Hi all. I think I’m buying a 8800GT to add to my number-crunching box, especially if someone else has had some luck with compiling GMP (Gnu Multiple Precision) functions with CUDA.

If not, they can be handled quite easily in assembly (as easy as assembly gets at least, haha), since the main data type is a pointer followed by a chunk of integers to represent a very large integer.

It’s all integer calculations, so I realize it’s not going to take full advantage of the GPU, but right now I’m looking at 14 week+ runtimes (on my Merom-based MacBook Pro); any help is welcome. I’m hoping to get the total runtime of the program down to 1 week.

If anyone has any experience in getting GMP code (especially FFT multiplication or a modulo function) to run in CUDA, I think it could speed up calculations quite a bit.

Thanks in advance,
Kale //first post!!

You have a truly amazing amount of patience. I get bored waiting for 3-day long jobs to run.
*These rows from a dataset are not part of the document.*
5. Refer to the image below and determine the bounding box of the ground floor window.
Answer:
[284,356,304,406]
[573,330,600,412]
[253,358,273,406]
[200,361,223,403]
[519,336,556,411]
I’m not aware of any GMP type calculations performed in CUDA. It’s not as simple as just recompiling for the GPU, as you need to rewrite the code into data-parallel GPU kernels.

I realize it would require a new algorithm (since it’s a different style of processor), but I was hoping someone had written a simple function or two (multiply via FFT or add-multiply, or even a modular power function). Vector processes could greatly speed up large number calculations such as add. I just really don’t want to translate the GMP data types into vectors, run the calculation, then translate them back if someone else already had that written. Oh well, time to start digging through the CUDA documentation.
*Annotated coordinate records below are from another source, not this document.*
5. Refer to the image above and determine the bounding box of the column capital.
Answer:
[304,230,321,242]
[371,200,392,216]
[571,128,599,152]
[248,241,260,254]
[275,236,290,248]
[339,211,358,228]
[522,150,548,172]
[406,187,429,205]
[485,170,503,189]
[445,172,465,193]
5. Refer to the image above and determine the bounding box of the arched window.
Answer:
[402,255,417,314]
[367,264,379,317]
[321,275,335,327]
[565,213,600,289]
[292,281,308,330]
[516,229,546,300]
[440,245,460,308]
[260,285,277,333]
And I haven’t let a simulation completely run yet on the laptop, I’m still just prototyping.

Thanks!

You can always keep an eye on http://www.nvidia.com/object/cuda_showcase.html#papers , there have been quite a few posted recently but I don’t see any on GMP type calculations yet.

I wouldn’t get too excited about GMP libraries, especially integer functions. They are optimized for single thread operations and the following is taken from Section 5.1.1.1 of the CUDA Programming Reference Guide 2.0.


4 clock cycles for:

  • integer add
  • bitwise operations, compare, min, max, type conversion instructions

32-bit integer multiplication takes 16 clock cycles.
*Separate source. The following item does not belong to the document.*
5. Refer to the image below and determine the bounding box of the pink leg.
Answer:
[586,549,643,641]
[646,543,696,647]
Integer division and modulo operation are particularly costly and should be avoided
if possible or replaced with bitwise operations whenever possible:

I would say design your own routines to take advantage of this new technology.

Good luck.

I’ve been looking into some large-integer multiplication routines for some cryptography research…I bet that some of the faster algorithms (Karatsuba, Toom-Cook) would be great on CUDA if they were coded in optimized C or in PTX. These algorithms generally work by ‘divide-and-conquer’ which is just what CUDA excels at. As a bonus, I believe that they can be implemented with simple shifts and additions, so it should be possible to write some ‘calculation-intensive’ code here…

I guess I’ll add this to my list of CUDA code I want to write (which keeps getting longer and longer :lol:). If anyone else is trying to learn CUDA, this might be a neat project to try. Or, if nVidia ever plans to run another CUDA programming contest, perhaps they could run one to create an arbitrary-precision numerical library (large integer/float/decimal multiplication, addition, etc.)